Coffee surpasses fruit and veg as dietary antioxidant source

By Jess Halliday

- Last updated on GMT

Related tags: High blood pressure, Tea, Nutrition

Most Americans are not consuming enough fruit and vegetables in
their diet and are gleaning the majority of their antioxidants from
coffee, according to new research from the University of Scranton,
Pennsylvania.

The research, presented yesterday at the national meeting of the American Chemical Society, involved analyzing the antioxidant power of 100 foods and beverages common in the American diet and comparing this to a USDA database on estimated per capita consumption of each item.

In terms of antioxidant content per serving, dates came out as a clear winner with an antioxdiant value of 1744.

Coffee - both caffeinated and decaffeinated - was lower down on the list, at 936, but since most Americans consume considerably more coffee than the higher-ranking items, it makes it the biggest overall antioxidant contribution to the average American's diet, offering 936mg of antioxidants per day on average.

According to the latest annual report from the National Coffee Association of the USA, 49 percent of adults are coffee-drinkers, averaging 3.4 cups a day.

"Unfortunately, consumers are still not eating enough fruits and vegetables, which are better for you from an overall nutritional point of view due to their higher content of vitamins, minerals and fiber,"​ said lead researcher Joe Vinson of the University of Scranton, Pennsylvania.

The USDA's dietary guidelines for Americans recommend between five and 13 portions of fruit and vegetables per day, depending on calorie intake. But the average American eats just three portions (excluding potatoes, which are a starch).

Antioxidants are believed to play a role in warding off a number of serious health conditions, including heart disease and stroke, high blood pressure and some types of cancer. Nutrients found in certain fruits and vegetables have also been linked to a reduced risk of other health conditions, such as beta-carotene (from sources including carrots and cantaloupe) and cataracts, and folic acid (from spinach, asparagus, oranges and others) and Alzheimer's disease.

Some studies have also attributed health benefits to coffee; in this month's issue of International Journal of Cancer​ (vol 116, issue 1, pp 150 - 154) researchers reported further evidence for coffee's role in preventing liver disease, and the International Journal of Obesity​ also investigated the putative connection with diabetes.

But since other studies have implicated coffee as leading to high blood pressure and increased heart rate - not to mention the jitters and stomach pains that can be caused by excessive consumption - Vinson said that more human studies are needed to clarify its role in health.
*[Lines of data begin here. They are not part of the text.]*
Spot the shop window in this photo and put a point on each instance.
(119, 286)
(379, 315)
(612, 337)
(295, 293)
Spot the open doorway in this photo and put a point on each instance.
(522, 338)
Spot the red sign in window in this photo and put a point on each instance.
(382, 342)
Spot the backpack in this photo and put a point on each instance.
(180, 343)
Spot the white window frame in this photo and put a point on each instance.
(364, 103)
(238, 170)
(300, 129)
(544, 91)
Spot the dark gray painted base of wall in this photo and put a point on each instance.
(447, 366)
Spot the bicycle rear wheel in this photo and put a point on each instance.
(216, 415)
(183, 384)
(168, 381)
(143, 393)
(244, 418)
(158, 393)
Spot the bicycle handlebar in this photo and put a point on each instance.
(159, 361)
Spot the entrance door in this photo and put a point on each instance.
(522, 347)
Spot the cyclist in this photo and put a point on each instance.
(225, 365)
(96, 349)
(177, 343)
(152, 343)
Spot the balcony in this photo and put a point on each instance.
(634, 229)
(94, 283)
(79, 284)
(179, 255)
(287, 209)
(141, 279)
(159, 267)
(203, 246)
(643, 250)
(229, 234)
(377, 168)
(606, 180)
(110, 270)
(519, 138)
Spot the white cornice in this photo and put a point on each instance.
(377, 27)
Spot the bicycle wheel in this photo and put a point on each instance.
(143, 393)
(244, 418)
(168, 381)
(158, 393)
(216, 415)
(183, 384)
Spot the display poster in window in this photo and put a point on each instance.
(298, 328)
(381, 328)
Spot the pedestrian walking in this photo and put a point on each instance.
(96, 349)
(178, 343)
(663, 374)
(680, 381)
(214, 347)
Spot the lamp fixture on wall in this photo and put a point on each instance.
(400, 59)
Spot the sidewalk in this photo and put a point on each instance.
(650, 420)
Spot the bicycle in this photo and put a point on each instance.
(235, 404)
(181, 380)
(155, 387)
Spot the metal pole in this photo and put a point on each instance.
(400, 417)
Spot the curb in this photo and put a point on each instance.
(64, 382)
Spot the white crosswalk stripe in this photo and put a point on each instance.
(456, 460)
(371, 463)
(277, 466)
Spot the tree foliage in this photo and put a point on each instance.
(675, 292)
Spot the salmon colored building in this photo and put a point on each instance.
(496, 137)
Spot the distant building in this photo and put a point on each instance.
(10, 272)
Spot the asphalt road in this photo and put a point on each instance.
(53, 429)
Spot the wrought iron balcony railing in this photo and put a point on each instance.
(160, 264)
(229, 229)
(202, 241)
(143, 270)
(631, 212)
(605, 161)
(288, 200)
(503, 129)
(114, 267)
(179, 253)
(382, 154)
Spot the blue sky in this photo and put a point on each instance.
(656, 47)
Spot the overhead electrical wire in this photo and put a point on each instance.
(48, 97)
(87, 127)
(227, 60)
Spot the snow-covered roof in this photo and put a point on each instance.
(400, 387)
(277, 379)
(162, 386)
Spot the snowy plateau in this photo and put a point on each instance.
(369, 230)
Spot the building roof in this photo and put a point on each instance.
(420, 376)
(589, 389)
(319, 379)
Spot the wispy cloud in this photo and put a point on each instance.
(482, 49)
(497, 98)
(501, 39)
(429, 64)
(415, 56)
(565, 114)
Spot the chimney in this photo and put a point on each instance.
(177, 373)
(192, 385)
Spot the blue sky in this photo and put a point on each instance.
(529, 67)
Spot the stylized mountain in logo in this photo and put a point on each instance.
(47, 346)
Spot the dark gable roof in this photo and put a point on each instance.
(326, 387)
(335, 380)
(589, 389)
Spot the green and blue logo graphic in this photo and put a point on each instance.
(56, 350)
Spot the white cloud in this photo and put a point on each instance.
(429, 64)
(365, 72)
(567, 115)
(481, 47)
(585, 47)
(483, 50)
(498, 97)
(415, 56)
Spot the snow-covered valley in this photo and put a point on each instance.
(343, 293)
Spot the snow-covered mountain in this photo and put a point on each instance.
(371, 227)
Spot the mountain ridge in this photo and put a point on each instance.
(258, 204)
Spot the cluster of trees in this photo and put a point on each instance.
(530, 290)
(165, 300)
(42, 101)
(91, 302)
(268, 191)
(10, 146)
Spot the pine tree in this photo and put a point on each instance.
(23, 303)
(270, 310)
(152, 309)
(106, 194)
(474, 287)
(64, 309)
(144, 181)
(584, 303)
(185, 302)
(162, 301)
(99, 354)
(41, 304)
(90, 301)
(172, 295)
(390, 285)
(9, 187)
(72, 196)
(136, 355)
In the meantime, he said: "One or two cups a day appear to be beneficial."​ ,p>Black tea was ranked as the second highest source of antioxidants in the American diet, contributing 269mg on average per day. A recent report from market researcher Packaged Facts​ showed that black tea is still the most popular type of tea drunk in the US, but media attention on green tea and its health benefits has meant that the market for this is growing apace.

This is despite the fact that Vinson's team has found little difference in the antioxidant value of the different teas.

The US market for tea and ready-to-drink tea is estimated to be worth $6.8 billion in 2005, a 9.4 percent increase over last year. By 2010 Packaged Facts projects that it will reach $10 billion.

Vinson issued another important caveat. Despite focusing his research on antioxidant levels in food, he said that these do not necessarily translate to high levels in the body.

Different foods are absorbed and utilized by the body in different ways, and this has an impact on the antioxidants made available to the body. According to Vinson, this process is not fully understood.